Conflit en Syrie : "Il y a un risque d'embrasement régional"
Alors qu'une frappe contre le régime syrien semble imminente, francetv info a demandé à Philippe Migault, expert des conflits armés et directeur de recherche à l'Iris, s'il fallait craindre une contagion du conflit.
L'opposition à Bachar Al-Assad l'affirme : une intervention militaire occidentale contre des positions du régime syrien est "une question de jours". Une frappe contre la Syrie, accusée d'avoir utilisé des armes chimiques dans sa guerre contre les rebelles, semble imminente mercredi 28 août : Washington, Paris et Londres alliés préparent le terrain pour une action militaire contre laquelle Damas a promis de se défendre.

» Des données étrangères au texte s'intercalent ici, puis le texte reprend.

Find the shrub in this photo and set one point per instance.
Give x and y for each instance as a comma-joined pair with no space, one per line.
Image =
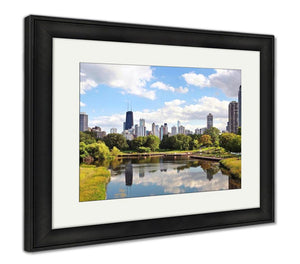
144,150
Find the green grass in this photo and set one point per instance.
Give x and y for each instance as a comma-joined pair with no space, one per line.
93,181
217,152
233,165
159,151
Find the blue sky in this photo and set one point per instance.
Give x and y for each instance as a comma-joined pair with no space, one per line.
157,94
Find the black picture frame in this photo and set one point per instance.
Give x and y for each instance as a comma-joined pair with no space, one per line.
39,31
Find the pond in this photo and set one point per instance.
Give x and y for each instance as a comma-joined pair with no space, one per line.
148,176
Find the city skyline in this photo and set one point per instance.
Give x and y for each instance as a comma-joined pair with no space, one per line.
157,94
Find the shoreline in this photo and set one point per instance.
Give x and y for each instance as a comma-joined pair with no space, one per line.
189,154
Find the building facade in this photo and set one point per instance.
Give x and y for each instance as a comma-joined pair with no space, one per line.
83,122
233,117
129,120
210,122
173,130
240,105
181,130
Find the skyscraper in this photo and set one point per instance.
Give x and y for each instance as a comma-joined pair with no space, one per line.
129,120
209,121
173,130
240,105
153,129
165,129
181,130
157,130
83,122
161,132
233,115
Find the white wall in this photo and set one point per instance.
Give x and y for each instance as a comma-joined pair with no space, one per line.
256,244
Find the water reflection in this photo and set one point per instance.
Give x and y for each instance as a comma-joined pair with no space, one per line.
128,174
165,175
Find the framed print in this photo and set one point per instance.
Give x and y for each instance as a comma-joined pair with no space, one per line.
135,131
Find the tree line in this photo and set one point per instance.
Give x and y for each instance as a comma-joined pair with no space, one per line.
112,144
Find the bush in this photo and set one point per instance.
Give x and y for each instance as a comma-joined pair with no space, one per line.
144,150
99,151
115,152
231,142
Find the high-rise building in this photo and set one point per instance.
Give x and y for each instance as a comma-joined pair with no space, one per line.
83,126
240,105
181,130
202,130
161,132
165,129
209,121
173,130
156,131
142,128
153,129
129,120
233,117
197,131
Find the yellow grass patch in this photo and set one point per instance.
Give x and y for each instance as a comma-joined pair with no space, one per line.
93,181
234,165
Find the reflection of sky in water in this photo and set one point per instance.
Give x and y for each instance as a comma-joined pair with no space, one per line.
133,179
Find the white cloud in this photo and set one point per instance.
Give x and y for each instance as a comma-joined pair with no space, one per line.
175,102
227,80
196,79
190,115
129,78
167,87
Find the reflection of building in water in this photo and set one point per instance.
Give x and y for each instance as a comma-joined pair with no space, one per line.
234,183
209,175
128,174
141,172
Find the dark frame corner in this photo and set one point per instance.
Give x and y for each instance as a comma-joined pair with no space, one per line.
39,32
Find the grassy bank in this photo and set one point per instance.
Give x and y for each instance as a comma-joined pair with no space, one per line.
233,165
93,182
217,152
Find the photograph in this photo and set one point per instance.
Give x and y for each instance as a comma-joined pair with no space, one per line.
149,130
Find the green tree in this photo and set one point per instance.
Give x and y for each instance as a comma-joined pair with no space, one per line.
99,151
205,140
87,137
152,142
144,149
214,134
194,144
231,142
138,142
165,142
115,151
82,151
115,140
182,142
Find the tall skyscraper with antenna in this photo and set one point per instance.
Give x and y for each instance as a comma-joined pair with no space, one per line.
129,119
240,105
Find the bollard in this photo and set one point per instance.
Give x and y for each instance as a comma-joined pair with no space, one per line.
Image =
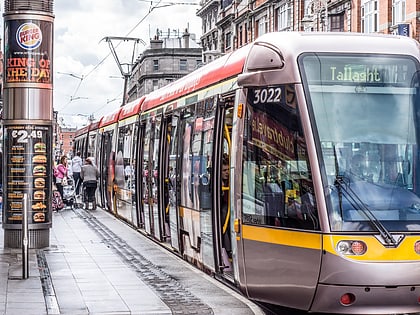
25,239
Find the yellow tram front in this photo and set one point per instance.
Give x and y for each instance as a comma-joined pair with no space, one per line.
327,213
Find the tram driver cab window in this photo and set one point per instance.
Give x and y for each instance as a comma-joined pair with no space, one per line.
277,184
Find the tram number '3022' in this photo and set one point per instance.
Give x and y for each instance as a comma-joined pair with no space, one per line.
23,135
267,95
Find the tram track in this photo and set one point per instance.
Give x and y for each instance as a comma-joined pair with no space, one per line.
178,299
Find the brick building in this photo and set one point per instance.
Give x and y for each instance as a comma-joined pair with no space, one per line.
230,24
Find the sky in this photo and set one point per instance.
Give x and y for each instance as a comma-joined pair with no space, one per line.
87,80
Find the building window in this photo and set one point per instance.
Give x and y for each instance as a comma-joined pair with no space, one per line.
398,11
183,64
336,23
246,33
370,16
282,17
228,40
262,26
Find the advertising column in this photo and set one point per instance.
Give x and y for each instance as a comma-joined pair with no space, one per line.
27,121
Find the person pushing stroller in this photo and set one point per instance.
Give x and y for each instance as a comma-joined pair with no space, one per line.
89,175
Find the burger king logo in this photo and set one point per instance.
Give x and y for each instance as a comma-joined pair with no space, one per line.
29,36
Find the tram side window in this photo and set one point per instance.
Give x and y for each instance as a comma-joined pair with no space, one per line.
124,170
277,188
197,152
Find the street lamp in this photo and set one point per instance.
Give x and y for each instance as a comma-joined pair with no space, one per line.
316,6
126,73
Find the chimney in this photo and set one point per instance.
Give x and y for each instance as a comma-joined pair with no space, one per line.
156,43
186,38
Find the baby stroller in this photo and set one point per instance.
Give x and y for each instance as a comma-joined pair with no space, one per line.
69,194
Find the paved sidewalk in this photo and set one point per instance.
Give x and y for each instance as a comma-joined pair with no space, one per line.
97,264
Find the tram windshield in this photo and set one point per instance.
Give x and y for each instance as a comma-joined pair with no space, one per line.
366,109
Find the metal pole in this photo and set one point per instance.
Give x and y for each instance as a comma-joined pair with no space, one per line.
326,16
25,239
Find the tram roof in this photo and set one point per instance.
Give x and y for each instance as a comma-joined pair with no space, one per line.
214,72
132,108
110,118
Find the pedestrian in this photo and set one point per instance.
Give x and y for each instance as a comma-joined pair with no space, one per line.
90,176
60,174
76,166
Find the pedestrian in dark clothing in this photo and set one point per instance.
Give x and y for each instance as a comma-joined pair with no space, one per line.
90,176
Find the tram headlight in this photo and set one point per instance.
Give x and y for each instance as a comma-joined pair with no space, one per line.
417,247
351,247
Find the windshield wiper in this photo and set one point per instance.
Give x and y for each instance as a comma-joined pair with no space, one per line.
358,204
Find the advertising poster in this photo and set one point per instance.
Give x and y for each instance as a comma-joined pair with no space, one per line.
27,163
28,52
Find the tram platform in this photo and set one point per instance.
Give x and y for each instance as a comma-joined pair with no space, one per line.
96,264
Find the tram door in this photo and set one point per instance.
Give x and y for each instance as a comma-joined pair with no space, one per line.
223,215
107,170
150,183
169,185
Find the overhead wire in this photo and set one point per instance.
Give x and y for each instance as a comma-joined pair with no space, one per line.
109,54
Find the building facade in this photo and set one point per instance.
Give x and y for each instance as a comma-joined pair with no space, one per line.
168,59
230,24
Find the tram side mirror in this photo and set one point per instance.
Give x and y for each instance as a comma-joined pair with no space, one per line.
205,179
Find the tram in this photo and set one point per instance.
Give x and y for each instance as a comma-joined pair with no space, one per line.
320,207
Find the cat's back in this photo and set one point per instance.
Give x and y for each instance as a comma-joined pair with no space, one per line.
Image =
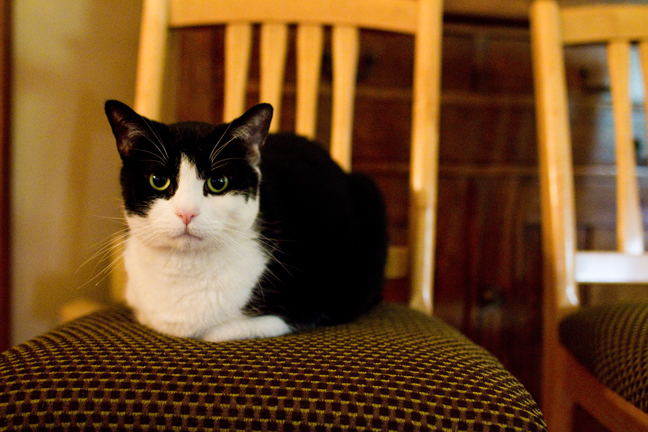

Alors que le conflit a déjà fait plus de 100 000 morts en deux ans et demi, Bachar Al-Assad avait mis en garde, en avril, contre un risque de "contagion du conflit directement dans les pays voisins", évoquant un "effet domino". Le président syrien avait-il raison ? Les réponses de Philippe Migault, expert des conflits armés et directeur de recherche à l'Institut de relations internationales (Iris), interrogé par francetv info.
Francetv info : Doit-on redouter un élargissement du conflit syrien à l'ensemble du Moyen-Orient ?
Philippe Migault : Cette guerre est déjà en voie d'élargissement. Des Libanais sont impliqués dans le conflit par le biais du Hezbollah, qui soutient le régime de Bachar Al-Assad. D'autre part, les attentats de Tripoli au Liban constituent aussi une extension du conflit. Il y a donc déjà un problème au Liban, et il pourrait gagner l'ensemble de la région. On a trouvé en Irak un certain nombre de laboratoires clandestins fabriquant des armes chimiques, relevant d'Al-Qaïda. Il se peut que ces laboratoires aient alimenté la filière d'armes chimiques en Syrie. Et la Turquie se propose d'entrer dans le conflit dans le cadre d'une coalition. On sait que la Jordanie est aussi concernée... On peut donc dire qu'il existe un risque d'embrasement de la région.
Bachar Al-Assad est soutenu par l'Iran et la Russie, il a aussi des soutiens au Liban ou en Irak... Ces pays peuvent-ils prendre part au conflit ?
Nous ne sommes pas non plus en 1914. Ces pays-là ne vont pas rentrer en guerre du jour au lendemain pour soutenir Bachar Al-Assad. Mais ils ont des moyens de lui apporter un soutien accru, ou de se livrer à des actions de rétorsion contre les intérêts occidentaux dans la région.
Si les Américains décident d'intervenir, ils violeront le droit international puisqu'ils le feront sans mandat des Nations Unies. Donc là, ce serait la quatrième fois en quinze ans que les Américains prennent une décision violant le droit international, malgré l'opposition de la Russie [1999 : Kosovo ; 2002 : retrait du Traité anti-missile américain ; 2003 : intervention en Irak ; et donc 2013 : Syrie]. Cela fait beaucoup. Et les Russes ont un moyen de rétorsion très simple. Actuellement, il y a des négociations en cours sur le désarmement nucléaire. Les Russes peuvent très bien décider que toutes ces négociations soient gelées et dans le même temps développer de nouveaux programmes de missiles.
Les islamistes radicaux ont-ils intérêt à ce que le conflit déborde ?
Les groupes islamistes par essence, notamment ceux qui relèvent d'Al-Qaïda et qui sont en action en Syrie, n'ont jamais caché que pour eux, la Syrie était une première étape. Leur slogan était 'Damas, cette année. Al Qods [Jérusalem en arabe] l'année prochaine'. Ces groupes islamistes vont partout où ils estiment avoir une chance d'imposer l'islam radical. Aujourd'hui, c'est la Syrie. Demain, cela peut être la frontière israélienne, le Caucase russe, la Jordanie pour chasser le roi, l'Egypte pour y soutenir les Frères musulmans... Par définition, Al-Qaïda n'intervient pas dans un seul pays mais dans l'ensemble du monde musulman. Pour eux, le conflit a donc vocation à s'élargir.